"The Station Road" by Ann Bridge was originally published in 1936. It begins:
There was a little pause when the last speaker finished. We sat round the fire, each occupied with his own thoughts; the mind of each seeking its own solution of the problems raised by the uncanny story to which we had just listened.
I was immediately reminded of Henry James' The Turn of The Screw, which also opens around a fire with the telling of a strange tale. The similarities may not extend much further, but an outstanding ghost story was already anticipated. Bridge did not disappoint. A mysterious evening visitor, a deserted road, a train station, a murder, and a warped time dimension combine to deliver a chilling story.
Next up was "Roaring Tower" written by Stella Gibbons (author of Cold Comfort Farm) in 1937. This story is about a young woman sent away by her parents to visit an aunt in Cornwall, in hope that she will forget an inappropriate attraction.
The passions which invade a heart at nineteen, like a beautiful menacing army, seem faded and small enough if one looks back on them after a lapse of fifty years, as I am doing now, but on the late summer morning I describe, as I waited with my parents under the dome of the railway station, no heart could have been fiercer, and yet colder, than mine.

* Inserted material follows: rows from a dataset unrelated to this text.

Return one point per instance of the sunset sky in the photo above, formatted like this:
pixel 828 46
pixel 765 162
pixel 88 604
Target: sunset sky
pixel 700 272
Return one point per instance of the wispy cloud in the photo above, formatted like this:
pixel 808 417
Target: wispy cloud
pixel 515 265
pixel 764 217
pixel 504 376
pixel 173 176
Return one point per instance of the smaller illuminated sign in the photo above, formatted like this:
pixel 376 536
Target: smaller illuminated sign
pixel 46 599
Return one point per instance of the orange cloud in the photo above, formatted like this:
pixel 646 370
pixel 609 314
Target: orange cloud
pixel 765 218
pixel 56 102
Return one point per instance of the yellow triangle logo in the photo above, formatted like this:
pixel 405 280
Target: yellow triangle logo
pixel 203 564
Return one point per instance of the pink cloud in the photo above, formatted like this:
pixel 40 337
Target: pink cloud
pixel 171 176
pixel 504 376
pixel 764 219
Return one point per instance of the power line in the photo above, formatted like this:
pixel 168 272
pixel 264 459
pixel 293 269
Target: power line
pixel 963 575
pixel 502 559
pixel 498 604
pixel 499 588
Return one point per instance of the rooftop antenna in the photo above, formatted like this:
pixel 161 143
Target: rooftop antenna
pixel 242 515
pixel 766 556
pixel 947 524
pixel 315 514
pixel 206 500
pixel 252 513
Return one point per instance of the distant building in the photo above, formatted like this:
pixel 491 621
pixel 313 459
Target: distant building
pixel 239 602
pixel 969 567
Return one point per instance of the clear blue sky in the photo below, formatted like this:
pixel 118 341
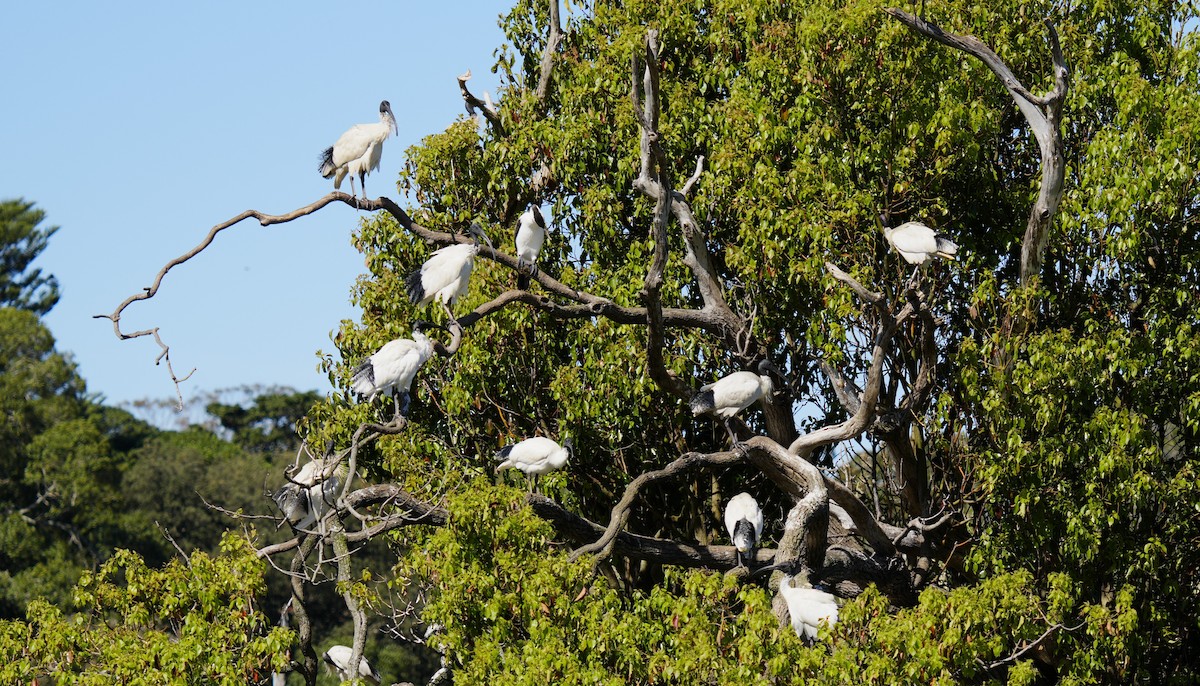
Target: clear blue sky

One voice, which I should never hear again, sounded in my ears, and one face, which I had promised to forget, filled my eyes.
The ruin of the Roaring Tower, surrounded by beautiful rose bushes, captures her imagination after hearing a strange sound emanating from deep within. This story involves village lore, a large bear-like monster, a fall into the tower, and a questionable state of consciousness. It proved to be another wonderfully atmospheric Halloween read.